Attorney General Lori Swanson had been seeking at least $5 billion in damages from 3M to help clean up the company’s disposal of industrial chemicals in the Minneapolis-Saint Paul metropolitan area over the past 40 years.

The Minnesota-based company said in a statement the grant would enable projects that “support water sustainability” and “improve groundwater recharge” in the Twin Cities. It gave no details of what the projects involved.

Ms. Swanson had filed the lawsuit in 2010, alleging 3M had dumped millions of pounds of excess toxic chemicals in areas east of St. Paul beginning in the 1950s, causing higher rates of cancer, premature births and lower fertility.

The company, based in Maplewood, Minnesota, denied the state’s claims, saying the chemicals posed no health risk at their current levels of exposure and that it had not found any adverse health effects among its employees, who are exposed at higher levels than the general population.

The settlement came on the day a jury trial was scheduled to start in the case. Ms. Swanson said in a statement she appreciated 3M’s willingness to resolve the matter.

The chemicals at issue, called perfluorinated compounds, or PFCs, were made in a 3M plant southeast of St. Paul and used in 3M’s Scotchgard brand products.

3M said it would record a 2018 first-quarter charge of approximately $1.10 to $1.15 per share including legal fees as a result of the settlement. Shares in the company were down 0.6% at $235 in extended trading at 2200 GMT.

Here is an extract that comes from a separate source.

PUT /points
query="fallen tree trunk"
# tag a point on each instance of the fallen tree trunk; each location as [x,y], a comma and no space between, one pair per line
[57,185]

Ms. Swanson said the settlement grant only covered damages to natural resources, adding that her office had no jurisdiction to recover damages for personal injuries.

According to 3M’s latest financial filing in January, the company still faces at least 24 similar groundwater pollution lawsuits filed in courts across the U.S. Some of those complaints include personal injury and property damage claims.

An older generation of PFC compounds, known as PFOA or C-8, commonly used to manufacture nonstick products such as Teflon, has been linked to six illnesses, including testicular cancer, ulcerative colitis and thyroid disease.

DuPont and its Chemours spinoff settled some 3,550 personal injury claims arising from C-8 pollution for $671 million last year.